Okay, the whole darling thing may be out of reach I decided, but how about the singing? I returned to the bathroom where the acoustics were better and let loose with my most soulful rendition of "I'm Henery the Eighth I Am." I was somewhat hampered by having only a three note range, but the song doesn't really require much more. On my third time through the tune, I noticed a kind of "his voice is changing teenage hiccup" sound that I also thought was pretty cool so I incorporated it into the song. "I'm Henery the YIP I am." The result was amazing. All over Boquete female heads lifted and their voices rang out in answer. It's unfortunate, I guess, that they were all female frogs, but, you know, we can't have everything.

Of course, not all the news is happy like that.

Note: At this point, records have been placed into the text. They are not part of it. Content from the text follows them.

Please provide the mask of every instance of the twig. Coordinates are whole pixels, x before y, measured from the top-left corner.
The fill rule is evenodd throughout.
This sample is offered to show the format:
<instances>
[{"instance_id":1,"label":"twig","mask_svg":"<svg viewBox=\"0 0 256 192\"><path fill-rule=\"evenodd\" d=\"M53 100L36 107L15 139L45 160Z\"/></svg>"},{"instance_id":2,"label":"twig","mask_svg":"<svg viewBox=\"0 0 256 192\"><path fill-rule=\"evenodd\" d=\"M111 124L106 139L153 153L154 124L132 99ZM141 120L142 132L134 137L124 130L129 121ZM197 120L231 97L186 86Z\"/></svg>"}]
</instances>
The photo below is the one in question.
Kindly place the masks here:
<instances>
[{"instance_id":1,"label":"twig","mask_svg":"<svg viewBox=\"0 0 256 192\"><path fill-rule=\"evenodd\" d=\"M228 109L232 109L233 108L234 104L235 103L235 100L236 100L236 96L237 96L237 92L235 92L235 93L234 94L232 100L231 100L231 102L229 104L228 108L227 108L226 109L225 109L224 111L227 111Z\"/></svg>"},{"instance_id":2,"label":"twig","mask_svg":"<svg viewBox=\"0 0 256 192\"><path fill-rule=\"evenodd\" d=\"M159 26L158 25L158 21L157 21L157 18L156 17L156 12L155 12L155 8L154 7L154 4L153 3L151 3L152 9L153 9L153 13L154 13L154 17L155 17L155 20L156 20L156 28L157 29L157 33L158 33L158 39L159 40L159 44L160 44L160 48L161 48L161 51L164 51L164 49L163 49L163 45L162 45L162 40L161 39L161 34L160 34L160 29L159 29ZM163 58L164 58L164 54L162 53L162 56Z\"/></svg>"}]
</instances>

I learned first thing this morning that I had once again been defeated in my quest for the Nobel Peace Prize. "Really" I said in my letter of disappointment to the committee, "who is more peaceful than I am, you jerks?" I also threatened them with bodily harm if I don't win next year. That should do it I figure, because most of those wimpy peace-niks are easy to buffalo. My only hope this year is the Literature Prize which is given to someone for their "body of work." With 500 blogs now in the can, I'm thinking I have a pretty good chance. I have noticed, though, that this award is often given posthumously. The committee likes to give the award to dead people, because they are far less likely to cash the award check. To aid my chances of winning, I'm thinking of faking my own death. This shouldn't be hard as I've been stuck in the house for so long that people are already asking what ever happened to old Doc? Suicides are also given heavy consideration so if you hear that I impaled myself on a nine iron, don't believe it. It's a trick club.

I have to go now as I feel the urge to cough up something hideous. Is there a Nobel Phlegm Prize?